If I had to sum up how social media works, it would go something like this: the things you do with it will emerge organically out of the connections you forge.  Its purpose for your organization grows clearer as your social network grows more defined.

This is because cross-promotion is the fuel that drives the social media world.  If another organization has posted something of interest, then you should always spread the word to your own audience.  Others will feel obliged to return the favor.

Here are some ways you can jump in:

  • Share statistics about your writing center’s usage with other writing centers and academic departments
  • Share writing-, tutoring-, and academics-related news stories and articles
  • Pick up and spread the word about events going on in other parts of campus (it proves that you’re alive and in tune with what’s happening among your students)
  • Participate in a Twitterchat like #wcchat

If others pick up on what you say and share it, then single them out for a thank-you.  Retweet them on Twitter, and on Facebook, when you’re logged in and viewing your page, you can use Facebook as your organization and cultivate an active presence.

There are some rules, though.

4. Savvy social networkers are…

Regular users: Assign other tutors to take turns monitoring the channels, and make sure you’re posting something or checking your outlets out at least once a day.

Aggressive: Don’t feel cheap about sharing other events going on at your school, mentioning offices by name or by their Twitter handle, or compulsively retweeting things you read and re-posting them on Facebook. (If your accounts are linked, you’re doing both at the same time!)  It will catch on if you stick with it.  Others in your social networks will do whatever it takes for you to promote them.

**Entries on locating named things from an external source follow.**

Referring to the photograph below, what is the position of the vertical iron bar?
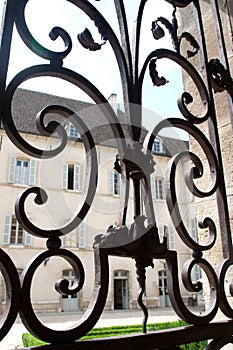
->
[194,0,232,259]
[0,0,17,110]
[211,0,233,104]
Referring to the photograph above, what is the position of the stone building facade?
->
[0,89,198,312]
[179,0,233,292]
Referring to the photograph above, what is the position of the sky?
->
[0,0,186,139]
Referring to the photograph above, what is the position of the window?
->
[68,123,80,139]
[167,225,176,250]
[108,170,121,195]
[63,221,86,248]
[153,139,164,153]
[190,218,198,242]
[62,163,81,191]
[158,224,167,243]
[151,176,164,199]
[189,218,201,281]
[8,155,37,185]
[2,215,32,246]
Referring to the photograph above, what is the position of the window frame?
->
[61,163,81,192]
[108,169,121,196]
[8,155,37,186]
[2,214,32,247]
[153,138,165,154]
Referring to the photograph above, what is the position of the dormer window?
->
[153,139,164,153]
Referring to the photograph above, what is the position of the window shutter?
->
[29,158,37,185]
[23,217,32,247]
[23,230,32,247]
[117,174,121,195]
[61,163,68,189]
[2,215,12,245]
[190,219,197,241]
[168,225,176,250]
[158,224,165,242]
[74,165,81,191]
[8,155,16,183]
[150,175,155,199]
[108,170,114,194]
[78,221,86,248]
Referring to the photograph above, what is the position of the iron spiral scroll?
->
[0,0,233,349]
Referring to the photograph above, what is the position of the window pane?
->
[15,159,29,185]
[67,164,74,190]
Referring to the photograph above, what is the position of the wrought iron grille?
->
[0,0,233,350]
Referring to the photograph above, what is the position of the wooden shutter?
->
[8,155,16,183]
[74,165,81,191]
[168,225,176,250]
[61,163,68,189]
[23,217,32,247]
[29,158,37,185]
[158,224,165,243]
[78,221,86,248]
[108,170,114,194]
[150,175,155,199]
[2,215,12,245]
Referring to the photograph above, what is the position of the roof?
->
[0,88,188,156]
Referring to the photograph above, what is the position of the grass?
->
[22,320,207,350]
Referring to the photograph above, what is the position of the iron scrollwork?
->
[0,0,233,349]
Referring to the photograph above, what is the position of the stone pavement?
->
[0,307,202,350]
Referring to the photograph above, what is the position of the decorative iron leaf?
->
[149,59,168,86]
[180,32,200,58]
[78,28,106,51]
[151,21,165,40]
[166,0,193,7]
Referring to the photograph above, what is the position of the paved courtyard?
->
[0,307,202,350]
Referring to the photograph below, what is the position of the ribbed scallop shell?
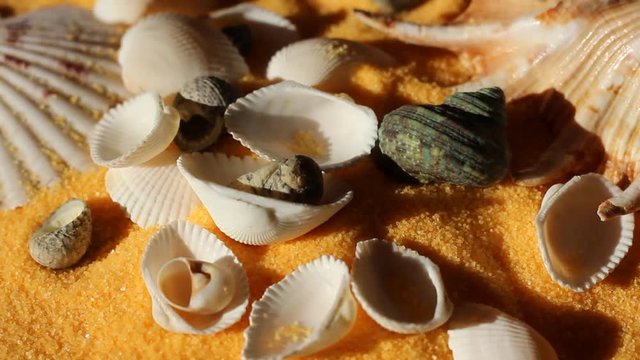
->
[142,221,249,335]
[225,81,378,170]
[536,174,634,291]
[0,6,129,209]
[242,255,356,359]
[118,13,249,96]
[178,153,353,245]
[351,239,453,334]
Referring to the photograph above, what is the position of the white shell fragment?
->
[225,81,378,170]
[105,149,200,227]
[142,221,249,335]
[118,13,249,96]
[89,93,180,168]
[267,38,396,86]
[536,174,634,291]
[242,256,356,359]
[351,239,453,334]
[447,304,558,360]
[178,153,353,245]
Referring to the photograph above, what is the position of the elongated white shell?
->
[225,81,378,170]
[536,174,634,291]
[118,14,249,96]
[178,153,353,245]
[351,239,453,334]
[267,38,396,86]
[142,221,249,335]
[105,149,200,227]
[447,304,558,360]
[242,255,356,359]
[89,93,180,168]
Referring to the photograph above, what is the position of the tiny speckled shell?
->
[378,88,509,186]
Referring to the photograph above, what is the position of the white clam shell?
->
[142,221,249,335]
[447,304,558,360]
[536,173,634,291]
[225,81,378,170]
[178,153,353,245]
[351,239,453,334]
[105,149,200,227]
[118,14,249,96]
[89,93,180,168]
[242,256,356,359]
[267,38,396,86]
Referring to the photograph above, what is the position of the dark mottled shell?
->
[378,87,509,186]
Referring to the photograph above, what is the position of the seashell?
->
[536,173,634,291]
[178,153,353,245]
[142,221,249,335]
[230,155,323,204]
[173,76,240,152]
[351,239,453,334]
[118,13,249,96]
[105,148,200,227]
[242,255,356,360]
[29,199,91,269]
[267,38,396,86]
[447,304,558,360]
[225,81,378,170]
[0,6,129,209]
[379,88,509,186]
[356,0,640,217]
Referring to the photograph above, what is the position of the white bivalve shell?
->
[351,239,453,334]
[447,304,558,360]
[142,221,249,335]
[225,81,378,170]
[118,13,249,96]
[178,153,353,245]
[89,93,180,168]
[242,255,357,359]
[536,173,634,291]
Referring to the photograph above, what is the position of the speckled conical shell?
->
[536,174,634,291]
[242,255,356,360]
[351,239,453,334]
[378,88,509,186]
[142,221,249,335]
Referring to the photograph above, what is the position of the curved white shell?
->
[351,239,453,334]
[242,255,356,359]
[142,221,249,335]
[118,14,249,96]
[447,304,558,360]
[267,38,396,86]
[89,93,180,168]
[536,174,634,291]
[225,81,378,170]
[105,148,200,227]
[178,153,353,245]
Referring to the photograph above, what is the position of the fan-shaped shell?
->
[536,174,634,291]
[351,239,453,334]
[142,221,249,335]
[242,256,356,359]
[178,153,353,245]
[225,81,378,170]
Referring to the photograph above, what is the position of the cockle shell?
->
[29,199,91,269]
[142,221,249,335]
[379,88,509,186]
[242,255,356,359]
[447,304,558,360]
[225,81,378,170]
[536,173,634,291]
[351,239,453,334]
[178,153,353,245]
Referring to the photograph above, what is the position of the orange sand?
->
[0,0,640,359]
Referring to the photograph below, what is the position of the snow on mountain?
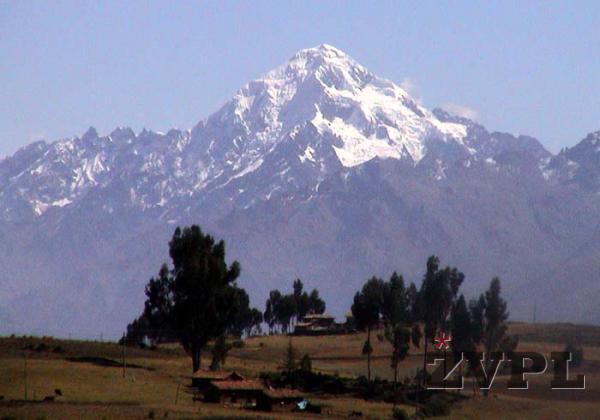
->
[0,45,600,334]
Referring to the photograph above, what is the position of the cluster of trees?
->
[127,225,263,372]
[127,225,517,386]
[263,279,325,333]
[352,256,517,406]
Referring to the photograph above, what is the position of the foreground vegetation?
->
[0,324,600,419]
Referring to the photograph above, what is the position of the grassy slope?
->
[0,324,600,419]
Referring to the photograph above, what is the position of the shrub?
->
[423,394,450,417]
[392,408,410,420]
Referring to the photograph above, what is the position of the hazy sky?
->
[0,0,600,156]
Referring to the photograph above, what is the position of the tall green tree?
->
[420,256,465,373]
[483,277,516,353]
[145,225,240,372]
[351,277,384,381]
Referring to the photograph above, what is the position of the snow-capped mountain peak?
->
[200,44,466,177]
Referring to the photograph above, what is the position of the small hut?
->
[192,369,245,390]
[204,379,264,403]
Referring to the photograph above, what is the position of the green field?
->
[0,324,600,419]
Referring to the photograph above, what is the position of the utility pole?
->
[23,350,27,401]
[122,334,127,378]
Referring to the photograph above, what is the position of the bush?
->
[392,408,410,420]
[423,394,450,417]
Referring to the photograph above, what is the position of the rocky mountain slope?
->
[0,45,600,337]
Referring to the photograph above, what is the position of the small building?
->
[256,388,304,411]
[192,369,245,390]
[294,314,340,335]
[344,311,356,332]
[204,379,265,404]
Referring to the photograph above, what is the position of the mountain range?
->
[0,45,600,337]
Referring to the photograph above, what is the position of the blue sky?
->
[0,1,600,156]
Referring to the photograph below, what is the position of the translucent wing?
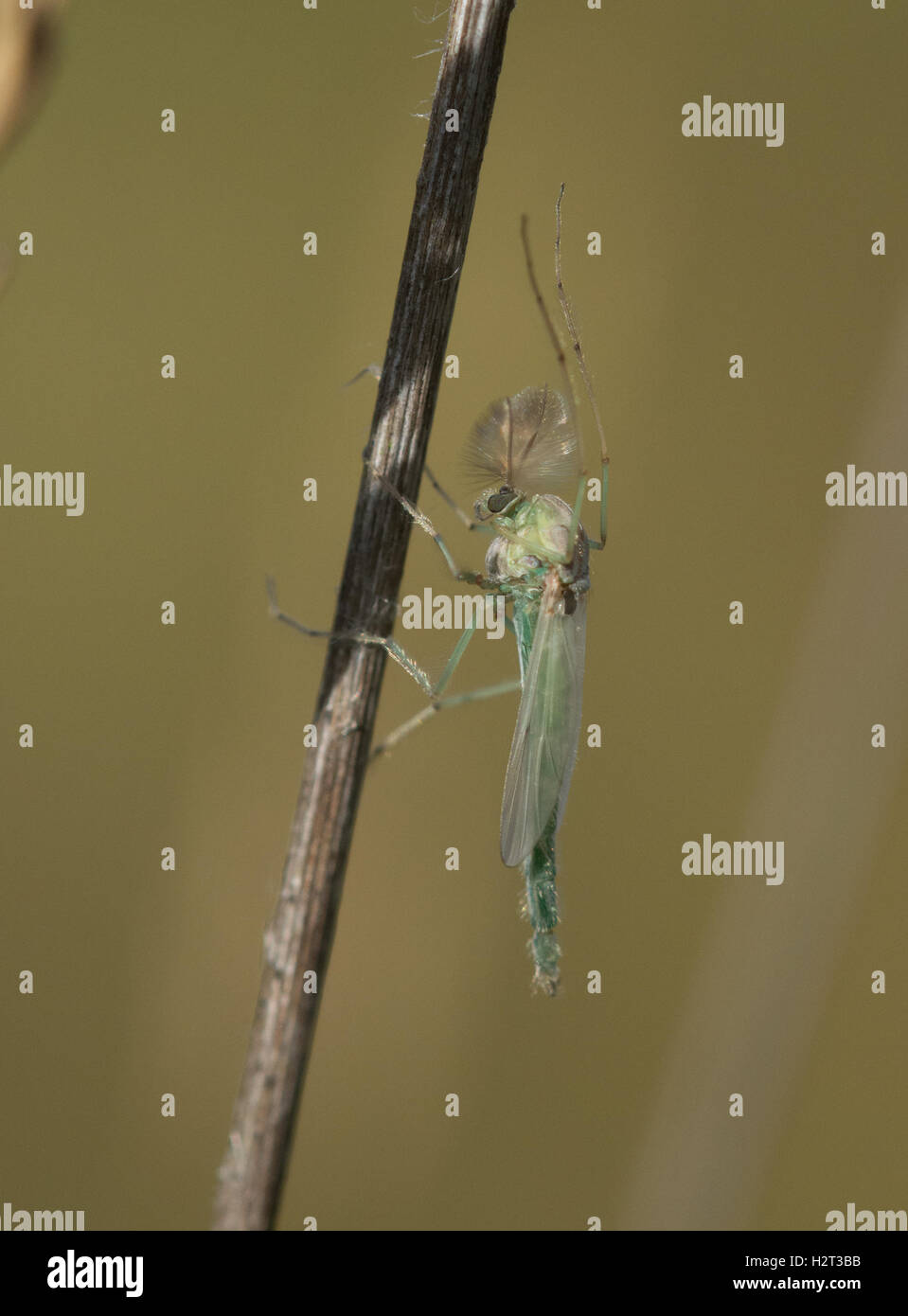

Literate in all kinds of media: Just because we’re writing centers doesn’t mean we have to stick with text.  Posting photos from events helps reveal the charming human face behind your office, while memes, as long as they’re a hot trend, can allow you to show off your funnier side.  There are dozens of writing-related materials on YouTube, and to my knowledge at least, no writing center has yet posted a Harlem Shake video…

Always showing interest in what others are doing: In the spirit of cross-promotion, this is key.  Whether it’s an upcoming jazz concert, a reminder to vote in student body elections, news about renovations to the library, or a Twitterchat about digital humanities, there is always something you can talk about in addition to writing.  Show that you’re dynamic by helping spread the word about things your students would be interested in knowing, even if it’s not directly related to what you do.

Does some of this stuff sound like you’re marketing a brand?  That’s because you are.  But what’s so powerful about social media is that it gives you full control over the image of your writing center and the kind of impression an engaged audience will have about your work.  And hey, if that impression is good, then all of us writing centers will benefit, right?